Using Polymorphism to Improve Expert Systems Maintainability
John Yen and Hsiao-Lei Juang
Department of Computer Science
Texas A&M University
College Station, TX 77843
[email protected]
Robert MacGregor
USC/Information Sciences Institute
4676 Admiralty Way
Marina del Rey, CA 90292
Abstract
One of the major problems in maintaining large rule-based expert system
is that the functions performed by rules usually are not well specified,
which makes rules difficult to comprehend and modify. Polymorphism in
object-oriented programming suggests a promising approach for
separating the function of a rule from its implementation details, which
can be described by methods. However, there are two major difficulties
in in tegrating methods and rules. First, methods in conventional
object-oriented systems can not describe complex conditions regarding
their applicability in an expert system. Second, method dispatching does
not provide the flexibility of control that is often desirable for an
expert system. To alleviate these difficulties, we have generalized
methods in two ways. First, the situation about a method's
applicability is described by a conjunctive pattern. Second, each
generic operation could specify its own control strategy for the
selection of methods. To enable specificity-based method dispatching,
we have developed an algorithm for computing a well-defined specificity
relation among the generalized methods. Based on these enabling
technologies, we have developed a production system where the function
of each rule is merely invoking a generic function (i.e., sending a
message).
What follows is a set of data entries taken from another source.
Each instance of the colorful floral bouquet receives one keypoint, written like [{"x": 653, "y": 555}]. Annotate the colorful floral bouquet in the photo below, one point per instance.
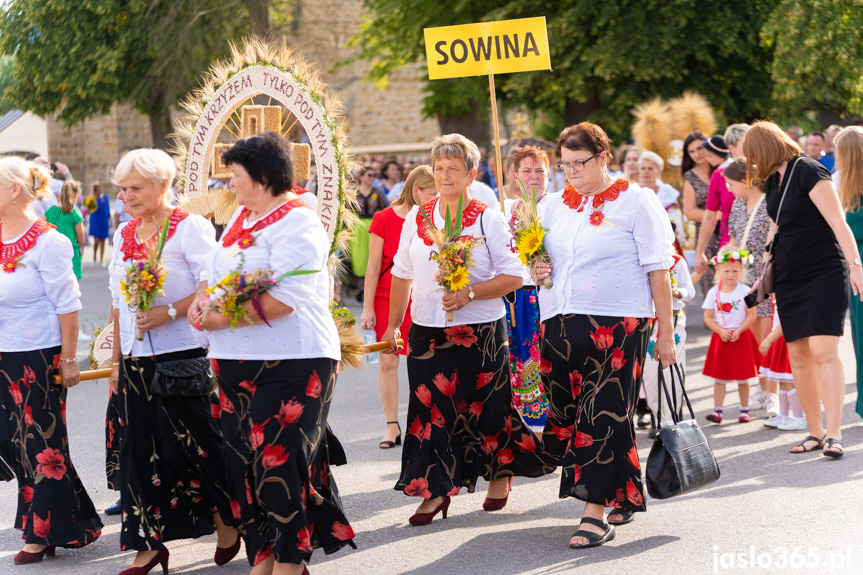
[
  {"x": 454, "y": 255},
  {"x": 238, "y": 287},
  {"x": 528, "y": 233},
  {"x": 742, "y": 256},
  {"x": 145, "y": 280}
]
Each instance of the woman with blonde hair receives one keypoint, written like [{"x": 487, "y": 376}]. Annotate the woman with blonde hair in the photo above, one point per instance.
[
  {"x": 849, "y": 178},
  {"x": 69, "y": 221},
  {"x": 816, "y": 258},
  {"x": 172, "y": 471},
  {"x": 461, "y": 421},
  {"x": 39, "y": 303},
  {"x": 385, "y": 230}
]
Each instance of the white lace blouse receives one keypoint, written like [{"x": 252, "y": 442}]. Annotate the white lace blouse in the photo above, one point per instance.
[
  {"x": 42, "y": 287},
  {"x": 603, "y": 269},
  {"x": 492, "y": 257},
  {"x": 184, "y": 256},
  {"x": 296, "y": 241}
]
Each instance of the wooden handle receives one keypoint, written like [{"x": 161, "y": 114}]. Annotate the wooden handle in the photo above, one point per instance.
[
  {"x": 87, "y": 375},
  {"x": 380, "y": 346}
]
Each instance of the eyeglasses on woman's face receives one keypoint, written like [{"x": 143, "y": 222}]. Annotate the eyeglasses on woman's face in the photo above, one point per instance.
[{"x": 575, "y": 166}]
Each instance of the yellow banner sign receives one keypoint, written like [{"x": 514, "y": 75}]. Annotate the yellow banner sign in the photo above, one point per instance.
[{"x": 487, "y": 48}]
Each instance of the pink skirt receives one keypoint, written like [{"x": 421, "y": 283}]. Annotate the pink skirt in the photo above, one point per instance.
[{"x": 732, "y": 361}]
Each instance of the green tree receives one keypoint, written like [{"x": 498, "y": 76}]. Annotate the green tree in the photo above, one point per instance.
[
  {"x": 818, "y": 56},
  {"x": 83, "y": 56},
  {"x": 607, "y": 56}
]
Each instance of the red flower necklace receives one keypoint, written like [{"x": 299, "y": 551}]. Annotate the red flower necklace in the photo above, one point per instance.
[
  {"x": 244, "y": 238},
  {"x": 134, "y": 250},
  {"x": 577, "y": 202},
  {"x": 469, "y": 216},
  {"x": 11, "y": 254}
]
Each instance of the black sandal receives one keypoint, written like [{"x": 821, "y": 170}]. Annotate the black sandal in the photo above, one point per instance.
[
  {"x": 819, "y": 443},
  {"x": 391, "y": 444},
  {"x": 593, "y": 539},
  {"x": 833, "y": 444},
  {"x": 627, "y": 516}
]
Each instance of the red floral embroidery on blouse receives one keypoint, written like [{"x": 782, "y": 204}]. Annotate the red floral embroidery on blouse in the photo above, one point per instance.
[
  {"x": 245, "y": 237},
  {"x": 577, "y": 202},
  {"x": 468, "y": 218},
  {"x": 134, "y": 250},
  {"x": 11, "y": 254}
]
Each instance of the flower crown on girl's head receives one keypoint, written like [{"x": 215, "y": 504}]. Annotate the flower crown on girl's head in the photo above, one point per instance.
[{"x": 728, "y": 257}]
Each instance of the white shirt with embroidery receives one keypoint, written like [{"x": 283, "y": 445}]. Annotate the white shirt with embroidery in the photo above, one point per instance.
[
  {"x": 492, "y": 257},
  {"x": 729, "y": 309},
  {"x": 184, "y": 256},
  {"x": 42, "y": 287},
  {"x": 296, "y": 241},
  {"x": 603, "y": 269}
]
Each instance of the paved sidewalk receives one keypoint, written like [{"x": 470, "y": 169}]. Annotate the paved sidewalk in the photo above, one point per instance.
[{"x": 771, "y": 512}]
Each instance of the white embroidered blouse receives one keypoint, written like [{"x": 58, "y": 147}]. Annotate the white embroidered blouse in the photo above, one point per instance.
[
  {"x": 184, "y": 255},
  {"x": 295, "y": 241},
  {"x": 492, "y": 257},
  {"x": 602, "y": 254},
  {"x": 35, "y": 287}
]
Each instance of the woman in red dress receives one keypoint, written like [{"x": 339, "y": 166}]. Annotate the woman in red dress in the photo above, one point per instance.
[{"x": 385, "y": 230}]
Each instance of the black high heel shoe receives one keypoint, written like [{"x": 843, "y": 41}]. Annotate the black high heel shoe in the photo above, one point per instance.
[{"x": 390, "y": 444}]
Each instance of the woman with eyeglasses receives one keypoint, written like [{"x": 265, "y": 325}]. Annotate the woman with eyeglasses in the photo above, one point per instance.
[
  {"x": 610, "y": 248},
  {"x": 370, "y": 200}
]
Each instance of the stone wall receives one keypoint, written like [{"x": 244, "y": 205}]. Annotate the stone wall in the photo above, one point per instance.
[
  {"x": 376, "y": 117},
  {"x": 92, "y": 148}
]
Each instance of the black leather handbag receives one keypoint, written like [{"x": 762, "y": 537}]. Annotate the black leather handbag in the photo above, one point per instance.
[
  {"x": 680, "y": 460},
  {"x": 183, "y": 378}
]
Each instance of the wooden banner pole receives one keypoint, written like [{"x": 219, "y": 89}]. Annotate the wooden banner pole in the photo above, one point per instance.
[{"x": 499, "y": 174}]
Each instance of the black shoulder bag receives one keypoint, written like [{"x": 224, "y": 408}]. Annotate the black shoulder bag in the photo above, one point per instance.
[
  {"x": 680, "y": 460},
  {"x": 192, "y": 377}
]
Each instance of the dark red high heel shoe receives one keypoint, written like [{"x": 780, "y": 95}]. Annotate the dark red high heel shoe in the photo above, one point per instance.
[
  {"x": 225, "y": 554},
  {"x": 25, "y": 557},
  {"x": 161, "y": 557},
  {"x": 491, "y": 504},
  {"x": 425, "y": 518}
]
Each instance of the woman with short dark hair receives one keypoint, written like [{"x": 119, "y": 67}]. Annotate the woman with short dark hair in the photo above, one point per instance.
[
  {"x": 816, "y": 259},
  {"x": 277, "y": 368},
  {"x": 171, "y": 465},
  {"x": 609, "y": 242}
]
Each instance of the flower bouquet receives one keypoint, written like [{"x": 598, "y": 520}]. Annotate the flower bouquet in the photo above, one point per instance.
[
  {"x": 454, "y": 255},
  {"x": 238, "y": 287},
  {"x": 528, "y": 233},
  {"x": 145, "y": 280}
]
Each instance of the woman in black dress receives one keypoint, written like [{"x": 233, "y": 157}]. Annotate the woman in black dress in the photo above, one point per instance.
[{"x": 816, "y": 257}]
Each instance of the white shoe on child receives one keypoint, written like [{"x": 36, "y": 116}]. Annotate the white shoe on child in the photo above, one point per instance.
[
  {"x": 775, "y": 421},
  {"x": 757, "y": 399},
  {"x": 771, "y": 406},
  {"x": 793, "y": 424}
]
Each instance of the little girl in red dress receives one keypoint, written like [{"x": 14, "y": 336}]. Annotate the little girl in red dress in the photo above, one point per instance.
[{"x": 733, "y": 355}]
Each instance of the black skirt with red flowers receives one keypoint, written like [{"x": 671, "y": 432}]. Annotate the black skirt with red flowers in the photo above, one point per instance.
[
  {"x": 274, "y": 419},
  {"x": 462, "y": 423},
  {"x": 53, "y": 506},
  {"x": 592, "y": 367},
  {"x": 172, "y": 466}
]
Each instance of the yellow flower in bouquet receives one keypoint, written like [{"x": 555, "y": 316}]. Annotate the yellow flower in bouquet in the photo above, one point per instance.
[{"x": 458, "y": 279}]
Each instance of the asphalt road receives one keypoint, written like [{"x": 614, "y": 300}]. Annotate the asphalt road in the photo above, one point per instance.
[{"x": 771, "y": 512}]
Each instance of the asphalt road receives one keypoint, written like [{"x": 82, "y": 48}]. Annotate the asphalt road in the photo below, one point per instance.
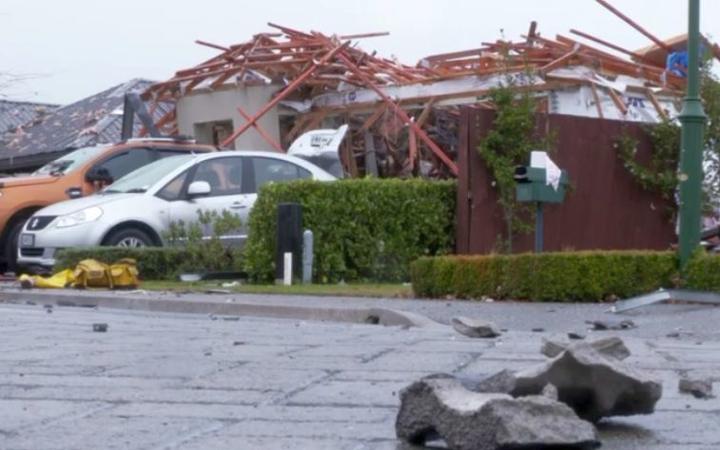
[{"x": 184, "y": 381}]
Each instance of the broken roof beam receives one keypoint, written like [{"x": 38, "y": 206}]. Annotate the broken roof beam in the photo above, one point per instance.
[
  {"x": 404, "y": 117},
  {"x": 365, "y": 35},
  {"x": 211, "y": 45},
  {"x": 559, "y": 62},
  {"x": 296, "y": 83},
  {"x": 633, "y": 24},
  {"x": 609, "y": 45}
]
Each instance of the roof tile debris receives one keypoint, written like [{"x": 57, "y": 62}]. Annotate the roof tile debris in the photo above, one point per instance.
[
  {"x": 328, "y": 76},
  {"x": 93, "y": 120}
]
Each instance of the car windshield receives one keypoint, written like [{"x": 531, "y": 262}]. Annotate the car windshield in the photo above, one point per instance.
[
  {"x": 145, "y": 177},
  {"x": 69, "y": 162}
]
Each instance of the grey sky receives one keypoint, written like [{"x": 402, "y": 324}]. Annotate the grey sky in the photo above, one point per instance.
[{"x": 79, "y": 47}]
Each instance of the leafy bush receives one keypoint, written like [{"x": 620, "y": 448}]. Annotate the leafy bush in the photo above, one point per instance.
[
  {"x": 364, "y": 229},
  {"x": 187, "y": 250},
  {"x": 210, "y": 254},
  {"x": 565, "y": 276},
  {"x": 703, "y": 272}
]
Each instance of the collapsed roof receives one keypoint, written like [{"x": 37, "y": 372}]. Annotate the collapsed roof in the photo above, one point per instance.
[
  {"x": 320, "y": 76},
  {"x": 93, "y": 120}
]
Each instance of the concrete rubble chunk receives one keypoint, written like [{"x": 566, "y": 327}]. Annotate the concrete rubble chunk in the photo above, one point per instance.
[
  {"x": 613, "y": 347},
  {"x": 441, "y": 406},
  {"x": 476, "y": 328},
  {"x": 602, "y": 325},
  {"x": 697, "y": 388},
  {"x": 595, "y": 386}
]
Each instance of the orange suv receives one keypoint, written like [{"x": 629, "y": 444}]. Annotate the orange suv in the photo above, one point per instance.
[{"x": 79, "y": 173}]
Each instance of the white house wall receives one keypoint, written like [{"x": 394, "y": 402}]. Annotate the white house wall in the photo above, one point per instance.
[{"x": 213, "y": 106}]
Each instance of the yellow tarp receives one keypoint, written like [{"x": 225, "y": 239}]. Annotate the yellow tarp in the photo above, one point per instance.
[{"x": 88, "y": 273}]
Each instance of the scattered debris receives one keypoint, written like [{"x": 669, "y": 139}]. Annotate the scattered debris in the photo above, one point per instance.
[
  {"x": 475, "y": 328},
  {"x": 372, "y": 319},
  {"x": 468, "y": 420},
  {"x": 602, "y": 325},
  {"x": 550, "y": 391},
  {"x": 697, "y": 388},
  {"x": 594, "y": 385},
  {"x": 613, "y": 347},
  {"x": 217, "y": 291}
]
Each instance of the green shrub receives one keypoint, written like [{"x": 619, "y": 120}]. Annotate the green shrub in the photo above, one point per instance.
[
  {"x": 703, "y": 272},
  {"x": 154, "y": 263},
  {"x": 364, "y": 229},
  {"x": 564, "y": 276}
]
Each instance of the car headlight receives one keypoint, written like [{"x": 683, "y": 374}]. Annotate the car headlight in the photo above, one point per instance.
[{"x": 86, "y": 215}]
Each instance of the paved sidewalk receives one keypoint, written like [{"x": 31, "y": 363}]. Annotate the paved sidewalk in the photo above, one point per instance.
[{"x": 184, "y": 381}]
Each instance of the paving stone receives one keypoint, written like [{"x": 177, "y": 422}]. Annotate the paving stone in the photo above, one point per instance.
[
  {"x": 108, "y": 432},
  {"x": 350, "y": 393},
  {"x": 613, "y": 347},
  {"x": 60, "y": 355},
  {"x": 475, "y": 328},
  {"x": 696, "y": 387}
]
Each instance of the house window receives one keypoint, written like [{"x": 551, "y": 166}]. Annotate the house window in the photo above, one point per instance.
[{"x": 213, "y": 133}]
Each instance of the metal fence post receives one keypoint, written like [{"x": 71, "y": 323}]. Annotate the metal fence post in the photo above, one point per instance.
[{"x": 307, "y": 256}]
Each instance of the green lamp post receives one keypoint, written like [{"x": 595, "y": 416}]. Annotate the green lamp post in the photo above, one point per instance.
[{"x": 692, "y": 117}]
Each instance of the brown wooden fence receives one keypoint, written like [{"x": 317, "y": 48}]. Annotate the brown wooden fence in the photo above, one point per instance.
[{"x": 606, "y": 209}]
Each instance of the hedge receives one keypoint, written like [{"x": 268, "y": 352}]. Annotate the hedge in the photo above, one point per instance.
[
  {"x": 364, "y": 229},
  {"x": 564, "y": 276},
  {"x": 154, "y": 263},
  {"x": 703, "y": 272}
]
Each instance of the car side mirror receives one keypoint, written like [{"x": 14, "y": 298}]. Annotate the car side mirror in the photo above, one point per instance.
[
  {"x": 198, "y": 189},
  {"x": 100, "y": 174}
]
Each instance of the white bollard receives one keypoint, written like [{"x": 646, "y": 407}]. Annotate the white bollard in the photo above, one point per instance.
[{"x": 287, "y": 269}]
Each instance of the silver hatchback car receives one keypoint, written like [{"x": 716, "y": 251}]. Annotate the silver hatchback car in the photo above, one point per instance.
[{"x": 136, "y": 210}]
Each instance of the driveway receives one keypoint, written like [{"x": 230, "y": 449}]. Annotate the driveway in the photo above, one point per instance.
[{"x": 186, "y": 381}]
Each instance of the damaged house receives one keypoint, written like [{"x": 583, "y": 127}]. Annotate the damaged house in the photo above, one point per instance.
[
  {"x": 42, "y": 133},
  {"x": 428, "y": 119}
]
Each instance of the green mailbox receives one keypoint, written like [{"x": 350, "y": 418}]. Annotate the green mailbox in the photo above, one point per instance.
[{"x": 532, "y": 187}]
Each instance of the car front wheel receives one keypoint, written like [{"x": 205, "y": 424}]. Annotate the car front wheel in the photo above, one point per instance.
[{"x": 129, "y": 238}]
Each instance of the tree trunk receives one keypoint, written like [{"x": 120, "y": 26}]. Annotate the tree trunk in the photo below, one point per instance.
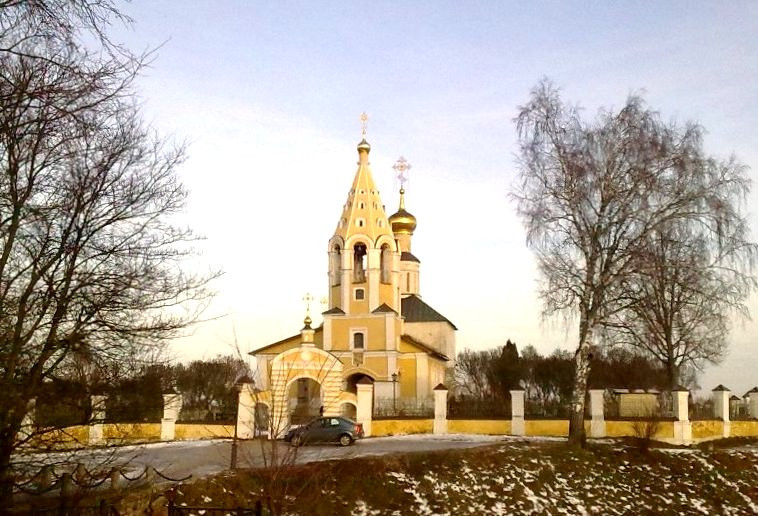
[
  {"x": 672, "y": 374},
  {"x": 6, "y": 475},
  {"x": 577, "y": 435}
]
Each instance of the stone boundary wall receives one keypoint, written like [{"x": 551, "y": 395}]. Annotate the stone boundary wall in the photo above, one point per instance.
[{"x": 680, "y": 430}]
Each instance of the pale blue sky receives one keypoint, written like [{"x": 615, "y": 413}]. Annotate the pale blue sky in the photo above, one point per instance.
[{"x": 268, "y": 96}]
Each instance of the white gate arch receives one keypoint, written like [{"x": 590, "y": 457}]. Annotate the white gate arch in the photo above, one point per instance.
[{"x": 305, "y": 361}]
Furthermore, we use an advanced knowledge representation
language for defining classes. Our approach improves the maintainability
of expert systems in several important ways. First, it enhances the
modularity of rule-based systems because rules and methods can be easily
grouped based on their functions. Second, the automatic classification
capability of the knowledge representation language assists the user in
main taining a consistent class taxonomy. Finally, it improves the
predictability of rules because implicit, heuristic conflict resolution
strategies are replaced by explicit control strategies and a principled
specificity measure computed by the system.
In IEEE Expert, Vol. 6, No. 2, pp. 48-55, 1991.